They could also be about to open the proverbial can of worms.

A report produced by the 11 ministers is a radical blueprint for change, parts of which are bound to be controversial, in the UK in particular.

They asserted that closer economic and monetary Union is the immediate task, to try to head off the crisis of confidence in the eurozone.

Not much to argue with there.

But they want to go much further - proposing much more integration in foreign and defence policies, and a political re-organisation to reflect the closer union they advocate.

"We're looking at how to make Europe more democratic," said Polish Foreign Minister Radoslaw Sikorski. "We have concrete institutional proposals, and the direct election of the top leaders (of the EU) is one of those possibilities."

The report produced by the group will carry political weight.

As well as Germany and Poland, it includes Austria, Belgium, Denmark, France, Italy, Luxembourg, the Netherlands, Portugal and Spain. All of the big EU countries, in other words, except the UK.

European army plan
EU Commission President Jose Manuel Barroso gives the state of the union address. Photo: 12 September 2012 Mr Barroso urged the creation of "federation of nation states, not a superstate"

Some of the report's most striking proposals relate to the EU's international profile.

It suggests strengthening the EU External Action Service to give it more powers over a much wider range of issues.

It would be, in effect, the creation of a genuine European foreign ministry.

Crucially, it proposes majority rather than unanimous voting on common foreign policies, to prevent one state from being able to obstruct initiatives.

It also calls for a much more ambitious common defence policy, which could in the long-term include the creation of a single market for armaments projects.

"For some members of the Group" this could eventually involve a European army.

There are plenty of caveats, however.

It is clear that there are huge differences of opinion on both the degree and the pace of change.

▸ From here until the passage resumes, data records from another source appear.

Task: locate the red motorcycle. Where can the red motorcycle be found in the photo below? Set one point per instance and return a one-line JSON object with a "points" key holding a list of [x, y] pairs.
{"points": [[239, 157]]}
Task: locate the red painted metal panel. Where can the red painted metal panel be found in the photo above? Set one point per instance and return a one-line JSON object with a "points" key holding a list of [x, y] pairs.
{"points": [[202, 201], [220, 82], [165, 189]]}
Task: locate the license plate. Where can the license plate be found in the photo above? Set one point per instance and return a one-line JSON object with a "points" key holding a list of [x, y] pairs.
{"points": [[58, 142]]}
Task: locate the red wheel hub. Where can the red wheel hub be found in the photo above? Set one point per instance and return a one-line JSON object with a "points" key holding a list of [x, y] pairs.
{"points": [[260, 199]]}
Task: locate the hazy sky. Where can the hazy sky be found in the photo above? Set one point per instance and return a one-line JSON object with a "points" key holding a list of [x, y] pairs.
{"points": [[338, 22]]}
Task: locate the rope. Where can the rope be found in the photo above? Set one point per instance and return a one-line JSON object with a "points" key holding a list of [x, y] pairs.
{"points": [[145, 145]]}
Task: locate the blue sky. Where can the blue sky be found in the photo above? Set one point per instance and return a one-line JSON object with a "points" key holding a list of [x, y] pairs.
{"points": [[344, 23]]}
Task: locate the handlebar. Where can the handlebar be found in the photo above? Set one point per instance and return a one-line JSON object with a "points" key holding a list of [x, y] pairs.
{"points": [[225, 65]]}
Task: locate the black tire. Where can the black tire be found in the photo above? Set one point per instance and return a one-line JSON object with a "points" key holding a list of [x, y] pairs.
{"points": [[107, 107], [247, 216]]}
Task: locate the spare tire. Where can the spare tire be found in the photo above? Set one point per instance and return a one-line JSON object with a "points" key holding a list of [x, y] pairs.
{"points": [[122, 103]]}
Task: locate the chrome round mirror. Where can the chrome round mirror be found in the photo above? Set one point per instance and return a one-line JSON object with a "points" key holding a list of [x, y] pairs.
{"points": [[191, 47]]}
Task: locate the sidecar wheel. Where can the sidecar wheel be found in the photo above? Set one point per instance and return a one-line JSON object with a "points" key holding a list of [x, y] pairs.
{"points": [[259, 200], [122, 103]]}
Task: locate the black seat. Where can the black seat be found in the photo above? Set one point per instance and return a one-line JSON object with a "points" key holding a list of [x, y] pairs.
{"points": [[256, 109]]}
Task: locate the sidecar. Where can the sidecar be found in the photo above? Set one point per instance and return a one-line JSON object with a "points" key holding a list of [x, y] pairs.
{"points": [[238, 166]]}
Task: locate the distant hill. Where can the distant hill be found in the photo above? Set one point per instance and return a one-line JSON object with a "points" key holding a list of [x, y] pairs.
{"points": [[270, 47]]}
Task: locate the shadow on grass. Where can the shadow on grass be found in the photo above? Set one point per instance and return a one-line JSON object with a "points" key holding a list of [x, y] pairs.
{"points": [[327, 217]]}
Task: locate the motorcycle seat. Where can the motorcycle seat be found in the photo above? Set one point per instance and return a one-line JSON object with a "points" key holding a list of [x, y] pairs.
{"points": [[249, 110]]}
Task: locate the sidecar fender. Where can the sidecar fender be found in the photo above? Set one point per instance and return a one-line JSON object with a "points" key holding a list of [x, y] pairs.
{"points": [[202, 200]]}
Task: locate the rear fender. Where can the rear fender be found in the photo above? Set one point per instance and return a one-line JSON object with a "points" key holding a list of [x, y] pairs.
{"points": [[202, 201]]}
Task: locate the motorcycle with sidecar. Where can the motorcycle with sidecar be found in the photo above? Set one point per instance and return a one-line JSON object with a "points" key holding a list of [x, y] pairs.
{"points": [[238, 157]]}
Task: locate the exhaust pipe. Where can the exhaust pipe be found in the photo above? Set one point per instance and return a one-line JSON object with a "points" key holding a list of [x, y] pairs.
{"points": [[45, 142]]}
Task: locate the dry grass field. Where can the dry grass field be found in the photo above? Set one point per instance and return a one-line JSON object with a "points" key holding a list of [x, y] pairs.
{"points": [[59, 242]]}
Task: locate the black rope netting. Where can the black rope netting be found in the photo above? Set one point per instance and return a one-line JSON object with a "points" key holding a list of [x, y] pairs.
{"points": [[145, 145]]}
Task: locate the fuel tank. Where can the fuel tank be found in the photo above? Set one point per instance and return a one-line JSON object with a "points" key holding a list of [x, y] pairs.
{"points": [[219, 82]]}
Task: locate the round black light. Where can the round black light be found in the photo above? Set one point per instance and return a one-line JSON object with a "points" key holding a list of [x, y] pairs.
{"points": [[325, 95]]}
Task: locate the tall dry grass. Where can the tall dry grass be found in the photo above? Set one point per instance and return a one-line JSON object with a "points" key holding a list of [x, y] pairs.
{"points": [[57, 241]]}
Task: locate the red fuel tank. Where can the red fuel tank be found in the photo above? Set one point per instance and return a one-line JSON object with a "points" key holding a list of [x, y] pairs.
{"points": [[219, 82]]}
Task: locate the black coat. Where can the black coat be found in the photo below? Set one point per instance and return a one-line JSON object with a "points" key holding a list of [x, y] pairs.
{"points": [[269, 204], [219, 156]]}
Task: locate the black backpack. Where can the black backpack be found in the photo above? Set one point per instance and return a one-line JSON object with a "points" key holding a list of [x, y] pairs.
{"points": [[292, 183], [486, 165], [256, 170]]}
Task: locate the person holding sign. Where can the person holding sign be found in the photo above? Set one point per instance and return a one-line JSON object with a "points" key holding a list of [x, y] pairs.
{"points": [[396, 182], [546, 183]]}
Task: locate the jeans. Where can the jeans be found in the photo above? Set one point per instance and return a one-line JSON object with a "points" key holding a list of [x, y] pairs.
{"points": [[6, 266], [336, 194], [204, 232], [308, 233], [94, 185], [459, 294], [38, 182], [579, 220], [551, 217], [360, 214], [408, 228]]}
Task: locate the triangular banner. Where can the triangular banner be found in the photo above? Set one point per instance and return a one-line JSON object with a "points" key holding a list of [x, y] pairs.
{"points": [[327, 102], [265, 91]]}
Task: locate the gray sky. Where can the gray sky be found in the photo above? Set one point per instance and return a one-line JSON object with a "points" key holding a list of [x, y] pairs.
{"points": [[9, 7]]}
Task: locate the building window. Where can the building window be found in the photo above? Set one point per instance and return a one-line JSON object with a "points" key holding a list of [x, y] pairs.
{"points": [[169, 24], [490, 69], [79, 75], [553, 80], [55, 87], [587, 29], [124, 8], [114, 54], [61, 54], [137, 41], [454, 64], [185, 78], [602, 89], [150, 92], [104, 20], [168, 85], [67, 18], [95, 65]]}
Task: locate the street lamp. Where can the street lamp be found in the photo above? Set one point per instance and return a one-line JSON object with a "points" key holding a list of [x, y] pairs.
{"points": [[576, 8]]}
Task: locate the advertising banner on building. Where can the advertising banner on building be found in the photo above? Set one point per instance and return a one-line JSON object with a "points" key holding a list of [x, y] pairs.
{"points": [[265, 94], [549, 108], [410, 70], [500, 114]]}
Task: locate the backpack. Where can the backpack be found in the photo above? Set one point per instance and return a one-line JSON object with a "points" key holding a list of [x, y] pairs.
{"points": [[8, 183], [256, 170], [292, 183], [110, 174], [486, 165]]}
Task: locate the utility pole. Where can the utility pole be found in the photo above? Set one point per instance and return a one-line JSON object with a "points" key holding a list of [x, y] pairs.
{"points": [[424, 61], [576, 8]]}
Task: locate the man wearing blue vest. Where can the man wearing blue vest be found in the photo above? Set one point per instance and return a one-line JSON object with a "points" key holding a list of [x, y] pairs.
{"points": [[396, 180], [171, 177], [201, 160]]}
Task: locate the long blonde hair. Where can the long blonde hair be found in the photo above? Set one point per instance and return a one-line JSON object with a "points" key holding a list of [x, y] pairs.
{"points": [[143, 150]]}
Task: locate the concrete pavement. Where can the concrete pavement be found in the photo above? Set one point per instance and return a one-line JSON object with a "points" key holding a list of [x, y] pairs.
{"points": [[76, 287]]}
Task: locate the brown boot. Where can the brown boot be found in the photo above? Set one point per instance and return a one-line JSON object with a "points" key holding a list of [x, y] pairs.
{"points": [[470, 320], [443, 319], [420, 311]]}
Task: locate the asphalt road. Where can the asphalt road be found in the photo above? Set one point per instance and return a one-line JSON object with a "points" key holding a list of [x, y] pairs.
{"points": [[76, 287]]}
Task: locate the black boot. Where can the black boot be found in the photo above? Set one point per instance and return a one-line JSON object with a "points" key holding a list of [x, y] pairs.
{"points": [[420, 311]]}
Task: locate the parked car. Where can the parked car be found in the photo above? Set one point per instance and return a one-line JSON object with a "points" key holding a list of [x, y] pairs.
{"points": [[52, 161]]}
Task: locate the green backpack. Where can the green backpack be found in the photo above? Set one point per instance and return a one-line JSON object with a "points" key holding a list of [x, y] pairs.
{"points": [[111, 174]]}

France is less keen than Germany on many aspects of closer integration.

A critical question over the next few years will be - in broad terms - how much sovereignty is France prepared to surrender in order to ensure that Germany remains Europe's paymaster.

The report followed hard on the heels of a speech made last week by the President of the European Commission, Jose Manuel Barroso, which made many similar points about the need for a step-change in thinking.

UK Prime Minister David Cameron gestures while speaking at a EU summit in Brussels. Photo: March 2012 Will the new proposal cause more headaches for David Cameron?

In his annual State of the Union address in Strasbourg, he called for the creation of "federation of nation states, not a superstate".

Both Mr Barroso and the "Future of Europe Group" argue that much can be done within the context of existing EU treaties.

Bitter arguments

But the commission has also promised to outline explicit ideas before the next European Parliament elections in 2014 on how to change the treaties to reflect closer union.

Treaty change which would transfer any powers to Brussels would automatically trigger a referendum in the UK and elsewhere. It could lead to similar votes in France, and even in Germany.

But British Foreign Secretary William Hague said on Wednesday that his government was not contemplating any transfer of power to the EU.

"We are comfortable with differing degrees of integration between different countries in the EU," he said. "That to us is the model that may have to be followed in the future."

But this is a debate fraught with political danger. It will reopen bitter arguments about the role of Europe in many countries, not just the UK.

It is a debate that some would seek to postpone for as long as possible.

But a substantial core of the EU, based around the eurozone, has decided that closer integration is a necessity if their single currency is to survive and if they want to make their collective voice heard effectively around the world.

Others will disagree: Britain may seek to redefine its relationship with Europe in quite different ways.

But this is a debate which is coming. The eurozone crisis has shown that the EU cannot simply stand still.